From the Fraser Institute
By Tegan Hill
With the tariff war continuing and the federal election underway, Canadians should understand what the last federal government seemingly did not—a strong Alberta makes for a stronger Canada.
And yet, current federal policies disproportionately and negatively impact the province. The list includes Bill C-69 (which imposes complex, uncertain and onerous review requirements on major energy projects), Bill C-48 (which bans large oil tankers off British Columbia’s northern coast and limits access to Asian markets), an arbitrary cap on oil and gas emissions, numerous other “net-zero” targets, and so on.
Meanwhile, Albertans contribute significantly more to federal revenues and national programs than they receive back in spending on transfers and programs including the Canada Pension Plan (CPP) because Alberta has relatively high rates of employment, higher average incomes and a younger population.

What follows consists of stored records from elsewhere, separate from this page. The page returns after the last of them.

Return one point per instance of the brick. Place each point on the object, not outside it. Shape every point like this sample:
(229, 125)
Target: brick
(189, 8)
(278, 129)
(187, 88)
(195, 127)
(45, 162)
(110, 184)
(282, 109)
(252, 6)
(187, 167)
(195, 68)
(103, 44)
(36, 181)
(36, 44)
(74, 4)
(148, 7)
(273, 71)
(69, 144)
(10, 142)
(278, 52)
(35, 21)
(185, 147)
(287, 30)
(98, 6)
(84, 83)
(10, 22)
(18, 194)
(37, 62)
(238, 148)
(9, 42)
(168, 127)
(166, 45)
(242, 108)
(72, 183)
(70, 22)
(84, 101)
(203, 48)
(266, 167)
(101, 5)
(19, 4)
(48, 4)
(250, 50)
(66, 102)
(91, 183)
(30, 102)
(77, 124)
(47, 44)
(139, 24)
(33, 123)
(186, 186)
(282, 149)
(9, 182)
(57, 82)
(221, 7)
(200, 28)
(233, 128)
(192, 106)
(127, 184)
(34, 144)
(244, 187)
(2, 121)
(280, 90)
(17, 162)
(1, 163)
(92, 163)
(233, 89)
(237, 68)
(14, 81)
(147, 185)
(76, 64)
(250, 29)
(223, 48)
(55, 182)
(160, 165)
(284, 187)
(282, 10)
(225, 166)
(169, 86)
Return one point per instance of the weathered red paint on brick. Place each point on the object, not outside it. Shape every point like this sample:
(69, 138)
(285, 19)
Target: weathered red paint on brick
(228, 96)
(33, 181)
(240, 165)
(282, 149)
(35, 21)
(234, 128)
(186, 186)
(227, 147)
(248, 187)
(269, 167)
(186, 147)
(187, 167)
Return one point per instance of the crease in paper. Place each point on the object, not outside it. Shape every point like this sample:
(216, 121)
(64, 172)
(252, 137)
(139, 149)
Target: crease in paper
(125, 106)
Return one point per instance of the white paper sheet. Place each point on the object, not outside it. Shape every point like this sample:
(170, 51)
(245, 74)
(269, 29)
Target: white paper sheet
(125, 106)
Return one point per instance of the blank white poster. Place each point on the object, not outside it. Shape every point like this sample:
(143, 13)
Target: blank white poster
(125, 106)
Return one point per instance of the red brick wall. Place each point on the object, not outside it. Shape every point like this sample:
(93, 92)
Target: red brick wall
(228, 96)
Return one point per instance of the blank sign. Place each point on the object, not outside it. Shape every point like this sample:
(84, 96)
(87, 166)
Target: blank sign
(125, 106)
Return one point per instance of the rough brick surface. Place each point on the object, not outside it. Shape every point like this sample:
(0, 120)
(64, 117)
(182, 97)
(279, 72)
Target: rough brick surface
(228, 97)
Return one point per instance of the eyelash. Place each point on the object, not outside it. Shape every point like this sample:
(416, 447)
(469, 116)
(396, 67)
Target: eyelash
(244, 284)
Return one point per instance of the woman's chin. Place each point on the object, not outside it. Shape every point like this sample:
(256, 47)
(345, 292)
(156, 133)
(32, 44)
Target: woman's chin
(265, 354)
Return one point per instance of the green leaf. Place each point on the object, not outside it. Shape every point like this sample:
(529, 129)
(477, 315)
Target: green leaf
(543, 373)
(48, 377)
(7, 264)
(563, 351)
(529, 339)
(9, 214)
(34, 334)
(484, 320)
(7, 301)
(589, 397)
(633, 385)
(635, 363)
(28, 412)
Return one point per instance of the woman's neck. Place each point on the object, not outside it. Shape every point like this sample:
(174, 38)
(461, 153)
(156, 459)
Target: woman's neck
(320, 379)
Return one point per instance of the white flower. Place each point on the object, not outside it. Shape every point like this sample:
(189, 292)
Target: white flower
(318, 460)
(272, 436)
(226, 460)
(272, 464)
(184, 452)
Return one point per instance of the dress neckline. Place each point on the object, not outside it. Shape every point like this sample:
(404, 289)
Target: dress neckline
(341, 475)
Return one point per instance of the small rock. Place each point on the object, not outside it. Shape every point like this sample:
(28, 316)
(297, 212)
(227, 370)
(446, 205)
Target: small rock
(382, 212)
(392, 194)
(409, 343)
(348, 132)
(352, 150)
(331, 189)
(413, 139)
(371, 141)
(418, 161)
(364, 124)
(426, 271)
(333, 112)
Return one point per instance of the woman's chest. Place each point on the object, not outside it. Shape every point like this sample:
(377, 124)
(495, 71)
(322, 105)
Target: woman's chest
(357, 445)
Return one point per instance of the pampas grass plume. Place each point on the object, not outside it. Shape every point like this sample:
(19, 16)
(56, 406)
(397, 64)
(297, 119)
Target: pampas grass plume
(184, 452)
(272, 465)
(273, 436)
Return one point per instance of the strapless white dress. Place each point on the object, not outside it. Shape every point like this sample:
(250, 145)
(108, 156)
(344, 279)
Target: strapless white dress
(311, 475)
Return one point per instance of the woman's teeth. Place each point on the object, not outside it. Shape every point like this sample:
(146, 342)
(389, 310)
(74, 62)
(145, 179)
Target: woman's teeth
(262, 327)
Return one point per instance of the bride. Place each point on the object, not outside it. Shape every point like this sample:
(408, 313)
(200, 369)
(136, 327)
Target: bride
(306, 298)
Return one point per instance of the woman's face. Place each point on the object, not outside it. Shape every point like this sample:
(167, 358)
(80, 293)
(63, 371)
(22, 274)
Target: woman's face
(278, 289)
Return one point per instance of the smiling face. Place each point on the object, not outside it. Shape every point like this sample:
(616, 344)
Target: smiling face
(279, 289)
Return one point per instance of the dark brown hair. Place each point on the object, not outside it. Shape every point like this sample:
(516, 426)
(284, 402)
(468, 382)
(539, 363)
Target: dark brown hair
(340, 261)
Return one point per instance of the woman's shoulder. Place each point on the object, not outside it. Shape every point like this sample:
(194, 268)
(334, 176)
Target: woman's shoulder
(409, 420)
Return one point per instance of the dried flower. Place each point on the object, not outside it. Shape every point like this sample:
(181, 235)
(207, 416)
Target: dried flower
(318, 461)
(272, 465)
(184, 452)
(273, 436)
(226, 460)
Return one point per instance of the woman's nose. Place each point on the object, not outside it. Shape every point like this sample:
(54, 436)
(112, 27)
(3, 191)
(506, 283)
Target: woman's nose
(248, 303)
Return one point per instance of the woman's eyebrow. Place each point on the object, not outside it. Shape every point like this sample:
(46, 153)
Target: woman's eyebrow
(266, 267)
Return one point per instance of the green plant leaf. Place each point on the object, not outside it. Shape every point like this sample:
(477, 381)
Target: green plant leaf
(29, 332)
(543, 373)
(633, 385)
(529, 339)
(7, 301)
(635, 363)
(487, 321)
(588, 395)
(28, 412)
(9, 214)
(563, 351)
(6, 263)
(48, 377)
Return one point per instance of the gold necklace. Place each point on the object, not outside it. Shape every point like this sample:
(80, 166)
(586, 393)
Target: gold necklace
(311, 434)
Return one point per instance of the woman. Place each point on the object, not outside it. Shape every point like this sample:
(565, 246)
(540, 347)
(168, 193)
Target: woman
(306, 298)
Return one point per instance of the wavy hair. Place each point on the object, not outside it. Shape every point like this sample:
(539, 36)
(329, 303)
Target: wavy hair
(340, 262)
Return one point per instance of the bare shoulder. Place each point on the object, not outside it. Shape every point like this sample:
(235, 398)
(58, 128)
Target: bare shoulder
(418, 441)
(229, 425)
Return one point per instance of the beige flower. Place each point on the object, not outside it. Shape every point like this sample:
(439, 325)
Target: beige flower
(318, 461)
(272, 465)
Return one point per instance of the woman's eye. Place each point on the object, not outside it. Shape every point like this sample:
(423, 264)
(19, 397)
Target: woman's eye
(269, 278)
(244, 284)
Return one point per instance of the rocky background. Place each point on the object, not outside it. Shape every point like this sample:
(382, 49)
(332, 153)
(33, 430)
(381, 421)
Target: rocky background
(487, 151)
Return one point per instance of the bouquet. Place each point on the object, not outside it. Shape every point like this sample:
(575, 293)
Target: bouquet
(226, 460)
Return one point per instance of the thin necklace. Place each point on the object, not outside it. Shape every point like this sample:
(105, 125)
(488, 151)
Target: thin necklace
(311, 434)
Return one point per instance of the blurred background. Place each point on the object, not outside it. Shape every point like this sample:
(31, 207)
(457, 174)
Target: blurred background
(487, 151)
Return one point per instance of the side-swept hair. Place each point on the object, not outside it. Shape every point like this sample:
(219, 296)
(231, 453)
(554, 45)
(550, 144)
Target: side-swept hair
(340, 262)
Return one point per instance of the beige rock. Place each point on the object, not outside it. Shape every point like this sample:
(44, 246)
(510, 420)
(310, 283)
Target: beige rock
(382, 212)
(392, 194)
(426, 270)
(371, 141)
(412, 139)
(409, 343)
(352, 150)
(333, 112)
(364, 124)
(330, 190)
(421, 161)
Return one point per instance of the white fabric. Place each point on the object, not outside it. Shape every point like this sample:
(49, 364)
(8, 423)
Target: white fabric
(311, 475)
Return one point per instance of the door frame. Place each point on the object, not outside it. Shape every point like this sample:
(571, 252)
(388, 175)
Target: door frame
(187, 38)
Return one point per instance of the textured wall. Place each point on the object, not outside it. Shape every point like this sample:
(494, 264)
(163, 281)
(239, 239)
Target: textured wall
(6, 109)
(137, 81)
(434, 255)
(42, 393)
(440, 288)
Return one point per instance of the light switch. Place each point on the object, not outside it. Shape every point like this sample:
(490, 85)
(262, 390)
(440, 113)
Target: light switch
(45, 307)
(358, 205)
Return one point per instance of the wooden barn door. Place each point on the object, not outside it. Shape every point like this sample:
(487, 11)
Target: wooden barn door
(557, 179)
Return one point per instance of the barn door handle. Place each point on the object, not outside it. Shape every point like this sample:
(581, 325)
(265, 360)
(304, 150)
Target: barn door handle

For instance, since 1976 Alberta’s employment rate (the number of employed people as a share of the population 15 years of age and over) has averaged 67.4 per cent compared to 59.7 per cent in the rest of Canada, and annual market income (including employment and investment income) has exceeded that in the other provinces by $10,918 (on average).
As a result, Alberta’s total net contribution to federal finances (total federal taxes and payments paid by Albertans minus federal money spent or transferred to Albertans) was $244.6 billion from 2007 to 2022—more than five times as much as the net contribution from British Columbians or Ontarians. That’s a massive outsized contribution given Alberta’s population, which is smaller than B.C. and much smaller than Ontario.
Albertans’ net contribution to the CPP is particularly significant. From 1981 to 2022, Alberta workers contributed 14.4 per cent (on average) of total CPP payments paid to retirees in Canada while retirees in the province received only 10.0 per cent of the payments. Albertans made a cumulative net contribution to the CPP (the difference between total CPP contributions made by Albertans and CPP benefits paid to retirees in Alberta) of $53.6 billion over the period—approximately six times greater than the net contribution of B.C., the only other net contributing province to the CPP. Indeed, only two of the nine provinces that participate in the CPP contribute more in payroll taxes to the program than their residents receive back in benefits.
So what would happen if Alberta withdrew from the CPP?
For starters, the basic CPP contribution rate of 9.9 per cent (typically deducted from our paycheques) for Canadians outside Alberta (excluding Quebec) would have to increase for the program to remain sustainable. For a new standalone plan in Alberta, the rate would likely be lower, with estimates ranging from 5.85 per cent to 8.2 per cent. In other words, based on these estimates, if Alberta withdrew from the CPP, Alberta workers could receive the same retirement benefits but at a lower cost (i.e. lower payroll tax) than other Canadians while the payroll tax would have to increase for the rest of the country while the benefits remained the same.
Finally, despite any claims to the contrary, according to Statistics Canada, Alberta’s demographic advantage, which fuels its outsized contribution to the CPP, will only widen in the years ahead. Alberta will likely maintain relatively high employment rates and continue to welcome workers from across Canada and around the world. And considering Alberta recorded the highest average inflation-adjusted economic growth in Canada since 1981, with Albertans’ inflation-adjusted market income exceeding the average of the other provinces every year since 1971, Albertans will likely continue to pay an outsized portion for the CPP. Of course, the idea for Alberta to withdraw from the CPP and create its own provincial plan isn’t new. In 2001, several notable public figures, including Stephen Harper, wrote the famous Alberta “firewall” letter suggesting the province should take control of its future after being marginalized by the federal government.
The next federal government—whoever that may be—should understand Alberta’s crucial role in the federation. For a stronger Canada, especially during uncertain times, Ottawa should support a strong Alberta including its energy industry.